The electric industry has approached this situation through the Transmission Planning Standards and Contingency Considerations developed by NERC, which requires regional markets to maintain plans consistent with NERC standards. The natural gas market transportation services market has been designed with reliance on contracts that are signed in response to market conditions, without regional reliability requirements. Reconciling these two approaches will likely take years.
Two Hard Questions
Finding workable solutions to these challenges will require regulators, stakeholders, and possibly legislators who thoroughly understand the structure, complexity, and differences between the gas and power generation businesses. Two contentious questions must be asked and answered before better integration of the natural gas and power generation industries can occur.

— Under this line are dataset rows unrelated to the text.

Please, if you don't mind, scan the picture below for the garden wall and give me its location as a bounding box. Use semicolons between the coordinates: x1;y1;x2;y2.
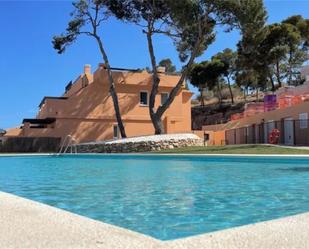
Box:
77;134;203;153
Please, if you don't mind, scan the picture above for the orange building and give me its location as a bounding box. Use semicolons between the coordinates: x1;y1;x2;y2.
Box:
15;64;192;142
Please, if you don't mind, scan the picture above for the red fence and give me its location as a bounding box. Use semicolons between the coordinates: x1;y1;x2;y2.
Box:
225;119;309;146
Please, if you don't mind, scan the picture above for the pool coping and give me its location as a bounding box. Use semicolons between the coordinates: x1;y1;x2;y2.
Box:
0;191;309;249
0;152;309;158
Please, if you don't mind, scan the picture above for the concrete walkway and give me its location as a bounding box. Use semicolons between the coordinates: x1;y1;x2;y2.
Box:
0;192;309;249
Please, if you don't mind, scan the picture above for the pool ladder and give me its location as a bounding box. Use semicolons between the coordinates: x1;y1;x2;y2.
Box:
57;135;77;156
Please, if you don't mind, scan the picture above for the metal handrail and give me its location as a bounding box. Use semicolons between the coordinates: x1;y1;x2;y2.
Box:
57;135;77;155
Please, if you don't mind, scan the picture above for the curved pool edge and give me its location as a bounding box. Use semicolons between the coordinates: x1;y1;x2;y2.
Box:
0;191;309;249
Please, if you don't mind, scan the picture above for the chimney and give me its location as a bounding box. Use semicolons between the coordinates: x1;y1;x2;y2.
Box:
84;64;91;74
99;63;106;69
157;67;166;73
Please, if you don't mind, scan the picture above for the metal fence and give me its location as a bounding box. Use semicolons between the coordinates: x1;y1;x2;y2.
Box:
225;119;309;146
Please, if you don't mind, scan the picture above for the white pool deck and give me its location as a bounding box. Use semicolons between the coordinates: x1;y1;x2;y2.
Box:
0;192;309;249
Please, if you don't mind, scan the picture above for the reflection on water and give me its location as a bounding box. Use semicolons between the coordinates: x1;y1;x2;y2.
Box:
0;156;309;240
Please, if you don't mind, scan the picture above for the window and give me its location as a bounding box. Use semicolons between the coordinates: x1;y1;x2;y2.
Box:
299;113;308;129
139;92;148;106
161;93;168;105
113;125;119;138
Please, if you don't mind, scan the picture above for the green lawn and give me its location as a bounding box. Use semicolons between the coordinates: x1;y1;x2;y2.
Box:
153;145;309;155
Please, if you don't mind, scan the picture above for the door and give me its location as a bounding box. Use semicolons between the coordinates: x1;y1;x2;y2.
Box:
264;120;275;144
284;118;294;145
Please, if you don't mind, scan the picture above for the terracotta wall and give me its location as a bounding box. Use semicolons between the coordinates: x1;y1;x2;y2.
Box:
23;68;192;142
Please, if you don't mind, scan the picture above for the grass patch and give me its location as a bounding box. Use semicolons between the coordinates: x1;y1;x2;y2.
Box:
153;145;309;155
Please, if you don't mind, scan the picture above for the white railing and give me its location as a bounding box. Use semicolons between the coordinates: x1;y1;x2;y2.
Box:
57;135;77;155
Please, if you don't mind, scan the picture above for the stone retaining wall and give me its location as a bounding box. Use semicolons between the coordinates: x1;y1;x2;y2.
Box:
77;135;203;153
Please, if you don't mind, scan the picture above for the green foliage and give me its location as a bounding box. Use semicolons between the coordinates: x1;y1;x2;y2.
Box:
212;48;237;78
188;59;227;90
159;58;176;73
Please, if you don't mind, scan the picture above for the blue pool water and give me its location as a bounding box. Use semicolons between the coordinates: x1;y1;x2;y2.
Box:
0;155;309;240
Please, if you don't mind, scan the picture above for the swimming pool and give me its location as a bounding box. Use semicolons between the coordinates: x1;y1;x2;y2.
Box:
0;155;309;240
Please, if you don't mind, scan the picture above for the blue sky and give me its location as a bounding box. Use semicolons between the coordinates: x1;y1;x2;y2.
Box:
0;0;309;128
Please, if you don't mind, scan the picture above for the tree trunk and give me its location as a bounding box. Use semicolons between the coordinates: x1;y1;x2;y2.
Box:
244;87;247;102
256;87;259;102
199;87;205;106
147;24;165;134
226;77;234;105
268;73;276;92
276;60;282;87
156;20;202;124
95;35;127;138
217;83;222;105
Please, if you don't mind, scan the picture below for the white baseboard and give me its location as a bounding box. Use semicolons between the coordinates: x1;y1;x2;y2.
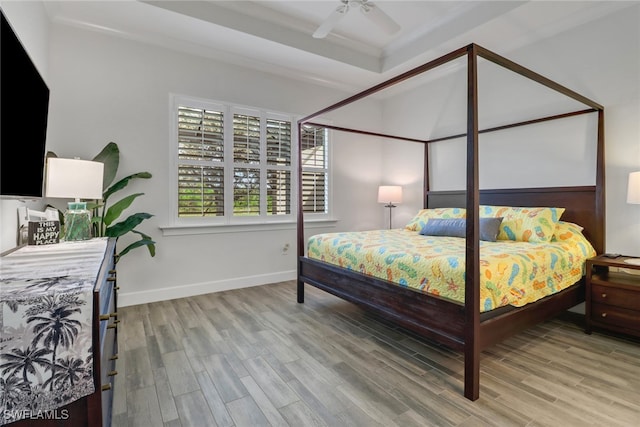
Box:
118;270;297;307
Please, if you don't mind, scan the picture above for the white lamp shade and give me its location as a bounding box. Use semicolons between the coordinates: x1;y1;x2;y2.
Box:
627;171;640;205
45;157;104;200
378;185;402;203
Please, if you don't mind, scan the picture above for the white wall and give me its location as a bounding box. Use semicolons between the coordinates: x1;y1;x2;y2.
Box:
49;25;381;305
383;5;640;256
0;1;50;252
0;2;640;305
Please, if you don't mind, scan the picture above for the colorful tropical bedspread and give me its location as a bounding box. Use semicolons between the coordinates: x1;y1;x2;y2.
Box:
307;228;595;312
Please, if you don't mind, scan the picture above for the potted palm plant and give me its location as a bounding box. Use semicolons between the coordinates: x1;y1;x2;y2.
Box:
47;142;156;262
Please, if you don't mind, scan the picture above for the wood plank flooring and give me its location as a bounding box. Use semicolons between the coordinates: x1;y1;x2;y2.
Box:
113;282;640;427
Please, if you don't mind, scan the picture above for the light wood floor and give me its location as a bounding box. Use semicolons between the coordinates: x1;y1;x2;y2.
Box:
113;282;640;427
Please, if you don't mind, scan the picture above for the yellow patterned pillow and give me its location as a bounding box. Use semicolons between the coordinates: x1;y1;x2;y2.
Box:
404;208;467;231
480;205;565;243
551;221;584;242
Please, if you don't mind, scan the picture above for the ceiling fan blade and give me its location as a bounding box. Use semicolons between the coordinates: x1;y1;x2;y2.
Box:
360;1;400;34
313;3;349;39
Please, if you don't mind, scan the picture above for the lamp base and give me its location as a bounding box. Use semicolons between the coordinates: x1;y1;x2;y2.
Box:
64;202;91;242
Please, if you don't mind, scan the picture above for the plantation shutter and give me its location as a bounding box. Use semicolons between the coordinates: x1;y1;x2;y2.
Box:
266;119;291;215
300;125;328;213
178;106;224;217
233;114;260;216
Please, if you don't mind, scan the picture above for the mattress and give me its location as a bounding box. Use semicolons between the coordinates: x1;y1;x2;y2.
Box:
307;226;596;312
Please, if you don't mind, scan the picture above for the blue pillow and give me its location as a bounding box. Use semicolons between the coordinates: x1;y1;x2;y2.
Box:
420;218;502;242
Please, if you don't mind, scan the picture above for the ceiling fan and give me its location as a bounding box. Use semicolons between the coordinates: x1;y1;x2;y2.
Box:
313;0;400;39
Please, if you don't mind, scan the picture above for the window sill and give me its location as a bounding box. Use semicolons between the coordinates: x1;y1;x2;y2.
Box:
159;218;338;236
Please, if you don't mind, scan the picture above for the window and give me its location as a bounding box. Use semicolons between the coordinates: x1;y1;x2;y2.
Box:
300;125;329;214
172;96;328;224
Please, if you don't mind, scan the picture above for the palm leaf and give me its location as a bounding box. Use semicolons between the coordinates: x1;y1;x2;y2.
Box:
103;193;144;227
105;212;153;237
118;237;156;257
102;172;151;200
93;142;120;189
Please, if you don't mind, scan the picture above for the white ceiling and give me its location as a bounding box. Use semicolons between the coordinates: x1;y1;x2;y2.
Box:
45;0;635;91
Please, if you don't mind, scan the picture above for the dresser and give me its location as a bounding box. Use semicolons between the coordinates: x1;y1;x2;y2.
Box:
585;255;640;337
0;238;118;427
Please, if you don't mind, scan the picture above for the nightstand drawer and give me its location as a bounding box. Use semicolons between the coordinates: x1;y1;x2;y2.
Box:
591;303;640;332
591;284;640;311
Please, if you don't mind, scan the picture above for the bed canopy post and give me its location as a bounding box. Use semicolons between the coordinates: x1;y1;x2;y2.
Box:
594;108;606;254
464;44;480;400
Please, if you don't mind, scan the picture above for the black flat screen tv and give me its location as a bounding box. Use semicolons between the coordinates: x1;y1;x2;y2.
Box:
0;10;49;199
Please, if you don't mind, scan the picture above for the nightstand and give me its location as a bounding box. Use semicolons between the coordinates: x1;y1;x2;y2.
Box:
585;255;640;337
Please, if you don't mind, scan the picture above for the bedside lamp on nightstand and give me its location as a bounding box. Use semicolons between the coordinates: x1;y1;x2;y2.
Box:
46;157;104;241
625;171;640;265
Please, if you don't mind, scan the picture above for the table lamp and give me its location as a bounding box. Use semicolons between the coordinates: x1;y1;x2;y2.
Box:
624;171;640;265
378;185;402;229
45;157;104;241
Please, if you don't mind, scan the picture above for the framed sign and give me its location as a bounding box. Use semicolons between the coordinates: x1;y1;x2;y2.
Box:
27;221;60;245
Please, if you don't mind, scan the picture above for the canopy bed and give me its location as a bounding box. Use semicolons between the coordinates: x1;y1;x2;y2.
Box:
297;44;605;400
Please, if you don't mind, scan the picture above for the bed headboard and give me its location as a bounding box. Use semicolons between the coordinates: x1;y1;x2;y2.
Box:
425;186;605;254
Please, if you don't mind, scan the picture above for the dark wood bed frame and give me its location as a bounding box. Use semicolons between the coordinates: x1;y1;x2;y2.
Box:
297;44;605;400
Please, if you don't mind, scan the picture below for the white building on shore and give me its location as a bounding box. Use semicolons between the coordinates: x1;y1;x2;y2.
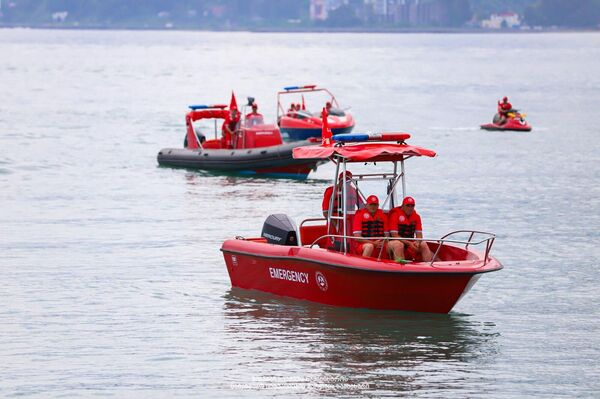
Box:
481;12;521;29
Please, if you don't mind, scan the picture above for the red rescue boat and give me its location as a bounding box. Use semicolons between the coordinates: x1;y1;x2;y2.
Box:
157;93;323;179
221;110;502;313
277;85;354;140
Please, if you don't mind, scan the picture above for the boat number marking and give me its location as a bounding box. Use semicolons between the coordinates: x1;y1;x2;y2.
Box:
269;267;308;284
315;272;329;291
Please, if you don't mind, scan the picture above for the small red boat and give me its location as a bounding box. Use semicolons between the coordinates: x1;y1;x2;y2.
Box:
277;85;354;140
221;112;502;313
157;94;323;179
481;109;531;132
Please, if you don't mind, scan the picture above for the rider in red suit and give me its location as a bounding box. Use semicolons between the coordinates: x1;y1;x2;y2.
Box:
498;97;512;125
352;195;388;257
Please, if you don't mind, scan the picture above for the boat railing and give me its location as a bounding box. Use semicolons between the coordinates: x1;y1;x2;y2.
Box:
301;230;496;267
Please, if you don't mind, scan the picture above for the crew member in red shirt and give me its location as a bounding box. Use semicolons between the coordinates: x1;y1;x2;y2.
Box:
388;197;433;263
352;195;388;257
498;97;512;125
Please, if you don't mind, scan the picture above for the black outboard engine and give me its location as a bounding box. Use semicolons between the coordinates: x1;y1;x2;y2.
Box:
260;214;298;245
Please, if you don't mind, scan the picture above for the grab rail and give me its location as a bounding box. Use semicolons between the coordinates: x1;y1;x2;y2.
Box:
308;230;496;266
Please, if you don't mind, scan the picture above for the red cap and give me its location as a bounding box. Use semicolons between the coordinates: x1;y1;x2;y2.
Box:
367;195;379;205
338;170;352;180
402;197;415;205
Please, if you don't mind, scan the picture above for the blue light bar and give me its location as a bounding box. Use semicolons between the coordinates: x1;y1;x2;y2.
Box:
331;133;369;143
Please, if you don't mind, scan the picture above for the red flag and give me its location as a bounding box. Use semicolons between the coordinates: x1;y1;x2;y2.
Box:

What is the optimal level of reliability that should be developed? Reliability can always be improved through the construction of redundant facilities. But redundancy, by definition, reduces system utilization. When systems and equipment are operating “as designed,” the redundant facility is idle, yet its costs must still be recovered.
How much redundancy should customers be required to pay for?
That is a public policy question. Perhaps the electricity and gas markets will be given time to answer this question, or maybe regulations will be quickly enacted as a proxy for market response and consumer preference.